Timing is very important. Just one week ahead of the Games, the mainland authorities had received a barrage of negative publicity in the foreign media over their efforts to censor internet access, pollution in the capital, and the mainland’s human rights record.

Mr Hu’s face-to-face meeting with foreign journalists will help the mainland regain the upper hand in the public relations battle and help dispel widespread scepticism on whether various pledges Beijing made to win the Games will continue afterwards. It was more than a coincidence that authorities unblocked internet access to sites including Amnesty International and Reporters Without Borders on the day of Mr Hu’s media meeting.

It is heartening to learn that Mr Hu has pledged to pursue comprehensive economic and political reforms after the Olympics.

As one of the Olympic legacies, he promised that the mainland would strive to promote environmental protection to “make the sky bluer, the land greener and the water clearer”, and to spread the conservation culture to every corner of the country.

This should also be comforting to millions of long-suffering residents in the capital who cannot help wonder about pollution in post-Olympic days when IOC officials and athletes have left town, banned vehicles are back on the roads, and hundreds of polluting factories in Beijing and surrounding provinces resume production.

The overseas media has invariably described Mr Hu’s press interview as “rare”.

This may well be Mr Hu’s longest interview to a relatively big group of foreign journalists in his nearly six years as China’s top leader.

Previously, Mr Hu had been interviewed by foreign media only a few times, mostly in the form of him standing along with foreign heads of state addressing a few questions from reporters, and courtesy meetings with foreign journalists ahead of his visit to their countries.

The positive reactions from the media should encourage Mr Hu and other top leaders to meet the foreign media more frequently and more openly in the future.

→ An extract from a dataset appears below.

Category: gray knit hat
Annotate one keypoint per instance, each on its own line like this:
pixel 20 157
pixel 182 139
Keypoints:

Such meetings are crucial to enable the outside world to gain a better and more authoritative understanding of the mainland’s policies and positions, particularly at a time when its economic rise has led to concerns and misunderstandings of its intentions in many parts of the world. The top leaders are known as being averse to giving interviews, not only to overseas journalists but also to mainland journalists, over whom they have total control on what they can or cannot write.

When they do give interviews, the events are carefully scripted with questions screened and replies prepared in advance.

They often appear motionless and emotionless, lacking in gesture or facial expressions, leading some overseas media to describe mainland leaders as “wooden” or “staid”.

Premier Wen Jiabao is an exception.

In addition to the annual press conference in March following the plenary session of the National People’s Congress, where he speaks with plenty of gestures and emotion, Mr Wen often gives impromptu press briefings to Hong Kong reporters during his visits overseas, although, curiously, many of his remarks are not picked up by the mainland press.

The top leaders’ aversion to overseas reporters is naturally shared by other mainland officials. Guangdong party secretary Wang Yang jokingly told a group of top editors of Hong Kong media organisations last month that there was a popular saying on the mainland that people had three things to guard against: fire, theft and reporters.

This mentality needs to change. Beijing’s hosting of the Olympics is intended to showcase a rising China to be open, confident, mature and magnanimous.

There is no better way to convey that message and reduce misunderstanding than for top mainland leaders to face the foreign media more frequently.